Evaluation des performances


Ce qu’en pensent les syndicats !
 
Dans sa volonté de pousser les enseignants à améliorer leur productivité, Abdellatif Miraoui veut mettre en place un système d’évaluation de la performance des professeurs. Interrogé sur ce point, le Secrétaire général du Syndicat national de l’Enseignement supérieur estime que le système actuel est d’ores et déjà basé sur un système d’évaluation du moment que le processus de sélection est strict. “Pour intégrer la fonction, il faut disposer d’un doctorat en plus du concours, et d’une habilitation pour pouvoir exercer en tant que professeur habilité. Cela existe déjà, sachant que la progression est conditionnée par le rendement scientifique.

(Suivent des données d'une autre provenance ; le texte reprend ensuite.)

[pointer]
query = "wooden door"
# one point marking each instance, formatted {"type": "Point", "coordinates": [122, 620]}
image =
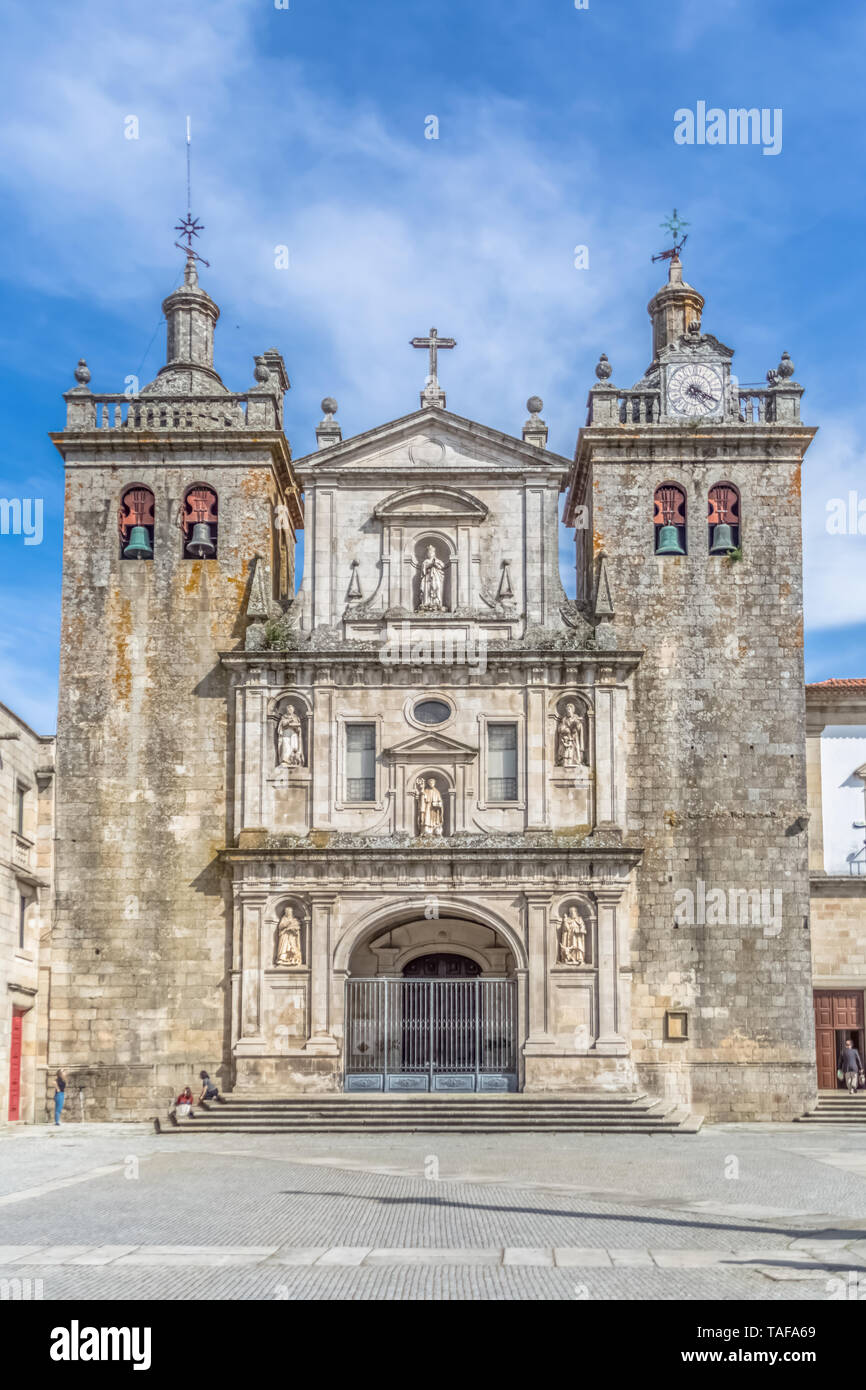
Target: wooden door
{"type": "Point", "coordinates": [834, 1011]}
{"type": "Point", "coordinates": [14, 1066]}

En effet, pour passer d’un échelon à un autre, les enseignants doivent remplir certains critères, à savoir les publications, les travaux d’encadrement et d’autres activités académiques.
 

Départs à la retraite

 
Le spectre de la pénurie
 
D’ici 2030, plus de 4744 professeurs universitaires vont partir à la retraite, selon les chiffres du ministère de tutelle. Dans les années à venir, 527 professeurs partiront annuellement à la retraite, ce qui fait que 4744 personnes quitteront leurs postes entre 2022 et 2030. Les filières scientifiques et techniques demeurent les plus touchées par les départs à la retraite, avec 64% des professeurs concernés (3030). D’où l’urgence de trouver la relève, sachant qu’actuellement, les Universités comptent environ 20.771 professeurs permanents, soit une hausse de 4,1% par rapport à l’année universitaire 2021-2022.

Cette hausse demeure inférieure à celle du nombre global des étudiants qui a augmenté de 8,5%, sachant que celui des nouveaux étudiants a augmenté de 10,3% pendant la dernière rentrée universitaire. Le ministère de tutelle compte, pour sa part, recruter des professeurs de “nouvelle génération”, selon la formule chère à Abdellatif Miraoui.

Le ministre n’écarte pas la possibilité de faire appel aux compétences marocaines à l’étranger. Mais la question de la limite d’âge pour l’accès à la profession pose problème pour les syndicats qui partagent tout de même la volonté du ministre de s’ouvrir sur les compétences étrangères. En plus des compétences venues de l’étranger, Miraoui veut chercher le personnel qualifié, en puisant dans les postes alloués aux fonctionnaires porteurs de doctorat auxquels sont alloués des postes budgétaires.
 

3 questions à Jamal Sebbani

Statut des enseignants-chercheurs  :  Vers la fin du clash entre Miraoui et les syndicats ?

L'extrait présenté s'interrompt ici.